The phone rang and he answered without sitting down at his desk. It was someone calling from the bookshop to let him know that the book he had ordered had come in. Wallander couldn't recall ordering a book, but said that he'd call in to pick it up the following day.
He remembered what the book was as soon as he put the receiver down. It was a present for Linda. A French book on restoring antique furniture. Wallander had read about it in a magazine at the doctor's surgery. He was still hoping that Linda would return to her idea of restoring furniture for a living, despite her subsequent experimentation with other careers. He had ordered the book and promptly forgotten about it. He pushed his coffee cup aside and decided to call her later that evening. It had been several weeks since they had talked.
Martinsson walked in. He was always in a hurry and seldom knocked. Over the years, Wallander had become steadily more convinced of Martinsson's abilities as a police officer. His chief weakness was that he would probably rather be doing something else. There had been times when he had seriously considered quitting, the worst one of which was set off by his daughter being attacked at school. The offenders maintained that it was for no other reason than that she was the daughter of a policeman. That had been enough to push him over the edge. But Wallander had eventually been able to talk him out of it. Martinsson's greatest strengths were that he was both stubborn and sharp. His stubbornness was sometimes overtaken by a certain impatience and then his sharp wits were not enough. Occasionally he turned in sloppy background work.

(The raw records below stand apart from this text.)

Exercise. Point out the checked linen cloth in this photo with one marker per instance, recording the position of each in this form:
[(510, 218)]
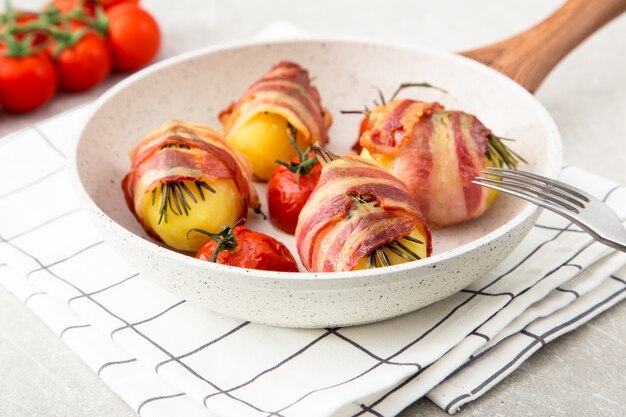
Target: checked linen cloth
[(165, 356)]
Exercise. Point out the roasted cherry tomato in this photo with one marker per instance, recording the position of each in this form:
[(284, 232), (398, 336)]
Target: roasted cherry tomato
[(26, 82), (134, 36), (245, 248), (84, 64), (289, 188)]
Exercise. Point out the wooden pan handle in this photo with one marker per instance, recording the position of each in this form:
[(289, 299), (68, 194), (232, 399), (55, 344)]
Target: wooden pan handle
[(528, 57)]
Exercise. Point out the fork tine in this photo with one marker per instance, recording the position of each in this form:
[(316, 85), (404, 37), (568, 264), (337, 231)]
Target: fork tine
[(530, 188), (502, 172), (538, 186)]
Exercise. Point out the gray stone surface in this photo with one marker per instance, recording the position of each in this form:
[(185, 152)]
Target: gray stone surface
[(580, 374)]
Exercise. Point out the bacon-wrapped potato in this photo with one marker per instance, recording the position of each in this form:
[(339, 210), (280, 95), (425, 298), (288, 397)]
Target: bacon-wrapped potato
[(185, 176), (257, 124), (359, 216), (436, 153)]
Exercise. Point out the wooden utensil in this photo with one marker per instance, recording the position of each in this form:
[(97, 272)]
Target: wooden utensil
[(528, 57)]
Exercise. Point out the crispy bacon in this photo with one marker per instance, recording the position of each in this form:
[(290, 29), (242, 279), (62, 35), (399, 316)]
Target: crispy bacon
[(356, 208), (285, 90), (180, 150), (436, 153)]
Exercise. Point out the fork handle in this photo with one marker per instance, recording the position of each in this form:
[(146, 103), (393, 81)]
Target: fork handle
[(529, 56)]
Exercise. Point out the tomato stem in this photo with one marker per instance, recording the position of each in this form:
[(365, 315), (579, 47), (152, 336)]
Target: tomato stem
[(225, 238), (305, 164)]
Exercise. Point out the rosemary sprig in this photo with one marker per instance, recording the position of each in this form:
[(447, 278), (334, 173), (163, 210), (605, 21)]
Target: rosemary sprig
[(379, 257), (366, 111), (225, 238), (404, 86), (500, 154), (174, 198), (324, 156), (306, 164)]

Martinsson leaned against the door frame. "I tried to ring you," he said, "but your mobile was turned off."
"I was in church," Wallander said. "I forgot to turn it on again."
"At Stefan's funeral?"
Wallander told Martinsson what he had told Höglund, that it was as grim as he could have imagined.
Martinsson gestured to the file on his table.

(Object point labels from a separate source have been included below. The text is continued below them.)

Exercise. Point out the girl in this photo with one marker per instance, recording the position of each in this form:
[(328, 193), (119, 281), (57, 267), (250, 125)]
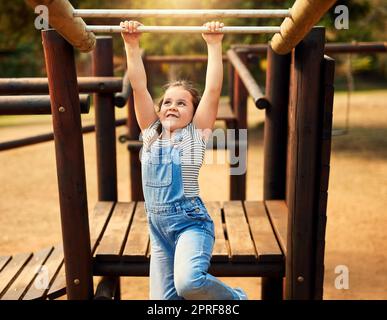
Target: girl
[(174, 142)]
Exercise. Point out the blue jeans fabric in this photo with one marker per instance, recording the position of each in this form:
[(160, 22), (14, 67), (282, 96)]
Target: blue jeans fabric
[(181, 232)]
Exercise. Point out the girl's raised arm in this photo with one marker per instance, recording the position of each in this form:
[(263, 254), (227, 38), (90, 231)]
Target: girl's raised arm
[(207, 110), (143, 102)]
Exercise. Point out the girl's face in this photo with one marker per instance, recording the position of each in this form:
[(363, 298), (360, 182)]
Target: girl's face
[(177, 109)]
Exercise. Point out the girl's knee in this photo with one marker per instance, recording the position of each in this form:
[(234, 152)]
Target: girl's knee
[(190, 285)]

"I've read it," Wallander said. "And I still can't fathom what drove these girls to take a hammer and a knife and assault someone – anyone – like that."

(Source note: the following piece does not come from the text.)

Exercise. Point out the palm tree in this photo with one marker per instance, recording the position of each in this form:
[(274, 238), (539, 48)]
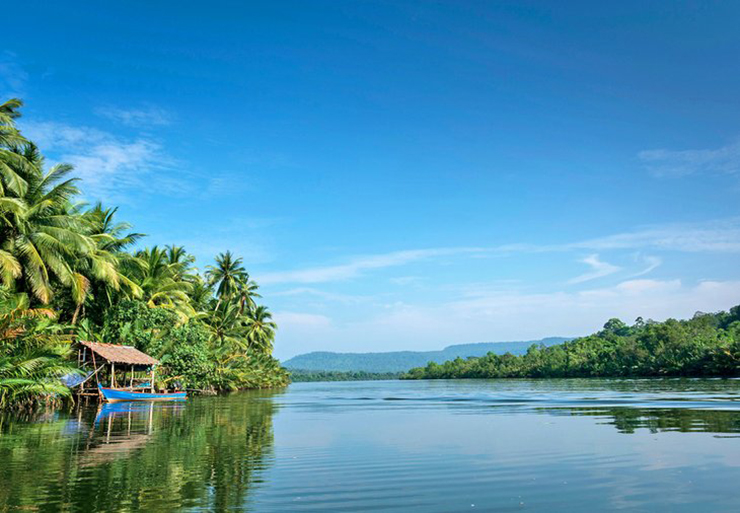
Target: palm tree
[(228, 275), (41, 232), (44, 234), (162, 284), (108, 267), (33, 356), (260, 329), (227, 327)]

"It says it right there," Martinsson said. "They needed the money."
"But why such violence? How is he, anyway?"
"Lundberg?"
"Who else?"
"He's still unconscious and on the critical list. They promised to call if there was any change. It doesn't look so good, though."
"Do you understand any of this?"
Martinsson sat down. "No," he said, "I certainly don't. And I'm not sure I want to."
"But we have to. If we're going to do our jobs, that is."